But the lovers would shake their heads sadly.

"No, your dreams are not so beautiful as ours. No other dream can take its place. We can only be happy with our own dream."

And, indeed, the dreams that were brought to them seemed poor, pitiful, make-believe things, often ignoble, misbegotten, sordid, and cruel. To the lovers they seemed not dreams at all, but shapes of greed and selfish desire.

So the days passed, bringing them neither tidings nor hope, and there came at length an evening when they turned their steps again to the woodland, and sat down once more under the great oak-tree in the sunset.

"Perhaps our dream has been waiting for us here all the time," they said.

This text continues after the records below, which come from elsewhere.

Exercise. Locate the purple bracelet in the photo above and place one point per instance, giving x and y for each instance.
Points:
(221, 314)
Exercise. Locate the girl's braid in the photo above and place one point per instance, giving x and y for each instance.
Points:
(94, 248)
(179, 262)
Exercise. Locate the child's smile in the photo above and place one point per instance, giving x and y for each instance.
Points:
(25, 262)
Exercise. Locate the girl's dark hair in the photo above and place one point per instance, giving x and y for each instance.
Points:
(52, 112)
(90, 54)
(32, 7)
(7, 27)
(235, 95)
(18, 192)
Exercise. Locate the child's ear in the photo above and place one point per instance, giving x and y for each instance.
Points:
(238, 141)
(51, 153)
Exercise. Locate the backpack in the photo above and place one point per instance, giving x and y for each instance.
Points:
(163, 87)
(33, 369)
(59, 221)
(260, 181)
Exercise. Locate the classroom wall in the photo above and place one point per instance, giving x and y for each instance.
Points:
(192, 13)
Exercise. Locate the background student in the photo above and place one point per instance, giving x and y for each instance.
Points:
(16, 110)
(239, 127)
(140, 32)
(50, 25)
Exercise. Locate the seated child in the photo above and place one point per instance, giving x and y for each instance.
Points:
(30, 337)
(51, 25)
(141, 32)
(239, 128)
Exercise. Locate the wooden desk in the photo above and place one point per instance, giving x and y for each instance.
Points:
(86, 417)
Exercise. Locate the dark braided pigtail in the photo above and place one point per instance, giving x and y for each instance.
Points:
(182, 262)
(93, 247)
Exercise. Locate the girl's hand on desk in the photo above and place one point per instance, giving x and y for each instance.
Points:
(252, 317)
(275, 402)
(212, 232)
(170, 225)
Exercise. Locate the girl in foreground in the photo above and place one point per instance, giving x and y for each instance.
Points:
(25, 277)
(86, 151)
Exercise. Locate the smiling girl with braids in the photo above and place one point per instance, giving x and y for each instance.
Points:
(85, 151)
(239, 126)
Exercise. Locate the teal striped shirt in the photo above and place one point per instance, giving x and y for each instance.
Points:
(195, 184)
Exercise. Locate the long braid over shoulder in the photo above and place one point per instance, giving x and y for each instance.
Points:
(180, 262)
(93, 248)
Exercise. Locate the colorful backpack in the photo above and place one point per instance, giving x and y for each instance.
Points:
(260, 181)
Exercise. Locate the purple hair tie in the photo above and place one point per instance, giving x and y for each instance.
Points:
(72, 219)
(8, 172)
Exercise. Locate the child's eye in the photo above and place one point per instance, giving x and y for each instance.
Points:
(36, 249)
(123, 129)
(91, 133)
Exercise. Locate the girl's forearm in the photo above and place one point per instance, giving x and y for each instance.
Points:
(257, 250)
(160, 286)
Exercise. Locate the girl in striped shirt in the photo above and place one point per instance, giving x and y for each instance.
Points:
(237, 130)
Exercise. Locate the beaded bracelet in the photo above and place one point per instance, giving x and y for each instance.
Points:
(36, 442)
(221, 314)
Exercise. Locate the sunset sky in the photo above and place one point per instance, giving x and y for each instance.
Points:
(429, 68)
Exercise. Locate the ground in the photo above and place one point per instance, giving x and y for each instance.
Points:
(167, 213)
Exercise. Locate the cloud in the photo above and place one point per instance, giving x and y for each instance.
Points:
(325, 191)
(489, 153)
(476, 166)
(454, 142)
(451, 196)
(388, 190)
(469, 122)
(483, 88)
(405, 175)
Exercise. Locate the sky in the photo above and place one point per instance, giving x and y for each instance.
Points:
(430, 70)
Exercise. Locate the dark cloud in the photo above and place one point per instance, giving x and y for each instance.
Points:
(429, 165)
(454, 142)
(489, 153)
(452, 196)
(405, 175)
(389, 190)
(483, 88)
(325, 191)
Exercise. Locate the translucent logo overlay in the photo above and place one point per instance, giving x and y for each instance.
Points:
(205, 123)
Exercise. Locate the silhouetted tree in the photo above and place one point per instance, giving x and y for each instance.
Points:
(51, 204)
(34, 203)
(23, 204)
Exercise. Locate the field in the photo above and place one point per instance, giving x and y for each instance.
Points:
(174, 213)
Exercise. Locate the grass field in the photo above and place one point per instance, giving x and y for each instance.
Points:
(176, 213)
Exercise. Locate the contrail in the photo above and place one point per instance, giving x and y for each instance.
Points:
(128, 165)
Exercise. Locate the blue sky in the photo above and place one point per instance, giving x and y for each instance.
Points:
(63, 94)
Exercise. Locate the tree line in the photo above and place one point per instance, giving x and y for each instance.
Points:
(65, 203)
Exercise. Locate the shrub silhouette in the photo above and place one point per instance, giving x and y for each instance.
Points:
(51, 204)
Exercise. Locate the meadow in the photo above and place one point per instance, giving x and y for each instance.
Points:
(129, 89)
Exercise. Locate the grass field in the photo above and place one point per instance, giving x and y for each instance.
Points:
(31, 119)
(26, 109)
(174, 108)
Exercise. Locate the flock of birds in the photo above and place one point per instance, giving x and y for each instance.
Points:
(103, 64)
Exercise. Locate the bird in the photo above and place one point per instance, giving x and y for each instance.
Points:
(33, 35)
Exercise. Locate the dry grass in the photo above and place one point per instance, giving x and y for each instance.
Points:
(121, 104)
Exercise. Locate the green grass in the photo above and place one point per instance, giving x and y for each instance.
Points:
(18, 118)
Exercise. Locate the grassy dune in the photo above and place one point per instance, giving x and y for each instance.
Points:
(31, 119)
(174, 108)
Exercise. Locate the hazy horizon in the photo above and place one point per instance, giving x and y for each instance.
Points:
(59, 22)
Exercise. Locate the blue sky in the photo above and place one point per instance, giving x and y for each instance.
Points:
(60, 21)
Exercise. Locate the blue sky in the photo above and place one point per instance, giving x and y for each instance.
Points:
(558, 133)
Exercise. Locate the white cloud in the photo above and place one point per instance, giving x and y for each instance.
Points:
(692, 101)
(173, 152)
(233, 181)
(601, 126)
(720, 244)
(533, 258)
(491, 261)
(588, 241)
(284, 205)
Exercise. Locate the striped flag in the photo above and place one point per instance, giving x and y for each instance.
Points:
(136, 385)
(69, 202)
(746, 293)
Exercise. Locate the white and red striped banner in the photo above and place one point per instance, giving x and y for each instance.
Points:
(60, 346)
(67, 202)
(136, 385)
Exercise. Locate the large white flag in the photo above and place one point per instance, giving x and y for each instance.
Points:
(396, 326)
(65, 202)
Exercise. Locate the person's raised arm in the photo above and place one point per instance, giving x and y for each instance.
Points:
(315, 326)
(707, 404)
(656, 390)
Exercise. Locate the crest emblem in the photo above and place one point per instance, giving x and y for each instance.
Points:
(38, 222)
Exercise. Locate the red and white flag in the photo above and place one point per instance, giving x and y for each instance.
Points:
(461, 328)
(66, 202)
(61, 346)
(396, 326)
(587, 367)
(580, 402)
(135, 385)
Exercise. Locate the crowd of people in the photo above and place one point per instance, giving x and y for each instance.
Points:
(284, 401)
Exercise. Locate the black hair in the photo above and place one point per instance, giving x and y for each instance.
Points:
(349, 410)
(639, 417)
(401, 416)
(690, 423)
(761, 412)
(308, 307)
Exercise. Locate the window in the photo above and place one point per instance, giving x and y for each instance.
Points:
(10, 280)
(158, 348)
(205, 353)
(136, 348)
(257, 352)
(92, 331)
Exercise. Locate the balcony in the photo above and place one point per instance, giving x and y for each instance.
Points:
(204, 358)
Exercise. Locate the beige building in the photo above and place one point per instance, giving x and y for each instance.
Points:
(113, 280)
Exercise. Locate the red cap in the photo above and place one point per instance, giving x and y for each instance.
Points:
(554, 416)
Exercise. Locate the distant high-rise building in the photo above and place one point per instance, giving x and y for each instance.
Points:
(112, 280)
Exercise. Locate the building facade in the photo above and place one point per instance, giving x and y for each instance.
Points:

But the wood was empty and echoing, and they sat and ate their supper as before, but silently and in sorrow, and as the sun set they fell asleep as before in each other's arms, but with tears glittering on their eyelids.

And again the moon came flooding the spaces of the wood, and nothing was heard but their breathing and the song of a distant nightingale.

But presently while they slept there was a sound of stealthy footsteps coming up the wood.

It was the old man, with the dream shining by his side, and ever and anon running ahead of him in the eagerness of its hope. Suddenly it stopped, glowing and shimmering like the dancing of the northern lights, and placed a starry finger on its lips for silence.